4. On Dirac, append the copied file to the authorized_keys file:

$ cat $HOME/.ssh/id_dsa.pub.discover >> $HOME/.ssh/authorized_keys

Once the authorized_keys file is in place on both Dirac and the NCCS HPC systems, you can start using passwordless SCP and SSH.

Default Shell

BASH is the default shell on Discover. If you want to change to another shell, either contact the NCCS User Services Group or try the "chsh" command.

To work temporarily within another shell, execute the appropriate command. The shells available are, to name a few, bash, csh, ksh, sh, tcsh, and zsh.
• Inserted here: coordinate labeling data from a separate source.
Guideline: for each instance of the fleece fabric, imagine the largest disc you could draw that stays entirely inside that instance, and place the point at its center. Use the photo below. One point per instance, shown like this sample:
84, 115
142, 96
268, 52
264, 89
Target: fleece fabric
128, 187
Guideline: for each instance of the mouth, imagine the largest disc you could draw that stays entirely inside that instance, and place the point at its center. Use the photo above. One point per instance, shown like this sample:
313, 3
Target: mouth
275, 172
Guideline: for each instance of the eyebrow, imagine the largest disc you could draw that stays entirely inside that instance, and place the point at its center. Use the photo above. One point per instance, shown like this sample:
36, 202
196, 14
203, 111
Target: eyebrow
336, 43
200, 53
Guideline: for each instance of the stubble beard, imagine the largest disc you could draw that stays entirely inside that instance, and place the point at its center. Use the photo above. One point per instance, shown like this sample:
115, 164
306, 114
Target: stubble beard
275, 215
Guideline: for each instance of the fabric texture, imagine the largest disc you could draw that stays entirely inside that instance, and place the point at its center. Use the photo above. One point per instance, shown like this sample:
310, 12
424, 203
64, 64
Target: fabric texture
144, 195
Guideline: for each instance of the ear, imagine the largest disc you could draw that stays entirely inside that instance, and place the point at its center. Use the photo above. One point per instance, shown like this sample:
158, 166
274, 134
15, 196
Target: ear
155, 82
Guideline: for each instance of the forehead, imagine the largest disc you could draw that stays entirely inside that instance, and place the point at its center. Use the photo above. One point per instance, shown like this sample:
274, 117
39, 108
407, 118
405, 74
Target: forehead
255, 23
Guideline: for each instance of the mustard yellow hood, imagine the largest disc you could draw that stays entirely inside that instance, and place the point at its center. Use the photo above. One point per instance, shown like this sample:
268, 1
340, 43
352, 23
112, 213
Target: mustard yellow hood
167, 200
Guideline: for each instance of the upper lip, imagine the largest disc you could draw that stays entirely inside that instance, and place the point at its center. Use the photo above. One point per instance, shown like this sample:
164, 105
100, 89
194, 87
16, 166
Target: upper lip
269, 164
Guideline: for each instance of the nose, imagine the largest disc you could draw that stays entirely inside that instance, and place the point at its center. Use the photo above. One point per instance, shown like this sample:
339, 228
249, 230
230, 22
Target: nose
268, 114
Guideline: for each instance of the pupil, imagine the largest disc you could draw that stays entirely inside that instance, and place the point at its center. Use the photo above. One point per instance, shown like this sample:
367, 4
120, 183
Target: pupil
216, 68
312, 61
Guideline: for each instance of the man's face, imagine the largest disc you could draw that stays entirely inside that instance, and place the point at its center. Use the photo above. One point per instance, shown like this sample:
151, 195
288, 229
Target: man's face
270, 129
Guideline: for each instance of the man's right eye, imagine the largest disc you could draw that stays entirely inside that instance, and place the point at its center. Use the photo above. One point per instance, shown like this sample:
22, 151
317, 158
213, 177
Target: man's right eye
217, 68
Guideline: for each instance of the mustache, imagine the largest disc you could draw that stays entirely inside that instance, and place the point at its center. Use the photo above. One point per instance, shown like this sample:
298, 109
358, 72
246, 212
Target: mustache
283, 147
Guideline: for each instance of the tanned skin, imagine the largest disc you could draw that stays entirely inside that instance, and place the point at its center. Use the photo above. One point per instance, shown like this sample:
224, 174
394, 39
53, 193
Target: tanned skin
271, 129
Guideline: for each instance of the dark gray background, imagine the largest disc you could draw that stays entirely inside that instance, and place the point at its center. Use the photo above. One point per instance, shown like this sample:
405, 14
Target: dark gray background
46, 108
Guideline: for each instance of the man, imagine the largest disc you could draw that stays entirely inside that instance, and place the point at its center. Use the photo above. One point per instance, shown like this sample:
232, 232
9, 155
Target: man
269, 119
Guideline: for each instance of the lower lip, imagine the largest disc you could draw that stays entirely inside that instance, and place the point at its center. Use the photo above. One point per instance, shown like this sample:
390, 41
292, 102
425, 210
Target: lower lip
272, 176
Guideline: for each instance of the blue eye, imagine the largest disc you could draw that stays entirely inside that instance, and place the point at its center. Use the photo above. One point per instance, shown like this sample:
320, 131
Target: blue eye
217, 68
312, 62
All shells have some type of script files that are executed at login time to set environmental variables (such as PATH and LD_LIBRARY_PATH) and perform other environmental setup tasks. The table below lists some common shells and the startup files that might require edits for setting up your personal environmental variables.

Shell Startup file to edit
sh or ksh $HOME/.profile
bash $HOME/.bashrc if it exists;
or $HOME/.bash_profile if it exists;
or $HOME/.profile if it exists (in that order)
csh $HOME/.cshrc
tcsh $HOME/.tcshrc if it exists;
or $HOME/.cshrc if there is no .tcshrc

Here we include two example shell startup files, one .bashrc and one .cshrc:

# Sample .bashrc script # Handy aliases alias ls='ls -a -F --color=tty ' alias ll='ls -l' alias myfind='find . -depth -name \!* -print' alias emfs='emacs -fn 9x15bold \!:1 ' alias dali='xterm -ls -T Dali -n Dali -e ssh -XY userid@dali-gpu ' # Setup basic modules module purge module load comp/intel-11.1.056 mpi/impi-4.0.3.008 # Example environment export PATH=${PATH}:/usr/local/other/SLES11/imageMagick/6.3.5/bin export PATH=${PATH}:/usr/local/other/SLES11/ncview/2.1.1/bin LD_LIBRARY_PATH=${LD_LIBRARY_PATH}:/usr/local/other/SLES11/jpeg/6b/intel-11.1.069/lib export LD_LIBRARY_PATH # set default umask umask 022 # set stacklimit ulimit -S -s 12800

To ensure the changes in your .profile or .bashrc to take effect, invoke ". .bashrc".

# Sample .cshrc script # Feel-good prompt if ( $?prompt ) then # shell is interactive. set history=50 # previous commands to remember. alias setprompt 'set prompt = "../$cwd:t/"' # option cwd:t for tail alias cd 'cd \!* ; setprompt' alias pushd 'pushd \!* ; setprompt' alias popd 'popd \!* ; setprompt' setprompt endif # Handy aliases alias ls 'ls -a -F --color=tty ' alias myfind 'find . -depth -name \!* -print' alias so 'source ~/.cshrc' alias ll 'ls -l' alias emfs 'emacs -fn 9x15bold \!:1 &' alias dali 'xterm -ls -T Dali -n Dali -e ssh -XY userid@dali-gpu &' # Setup basic modules module purge module load comp/intel-11.1.056 mpi/impi-4.0.3.008 # Example environment setenv PATH ${PATH}:/usr/local/other/SLES11/imageMagick/6.3.5/bin setenv PATH ${PATH}:/usr/local/other/SLES11/ncview/2.1.1/bin setenv LD_LIBRARY_PATH ${LD_LIBRARY_PATH}:/usr/local/other/SLES11/jpeg/6b/intel-11.1.069/lib # set default umask umask 022 # set stacklimit limit stacksize 12800M

After editing your .cshrc file, you must issue the command "source .cshrc" for your changes to take effect.

File Systems

The NCCS provides several different types of file systems, including Home File System, Nobackup, Scratch, and Archive system.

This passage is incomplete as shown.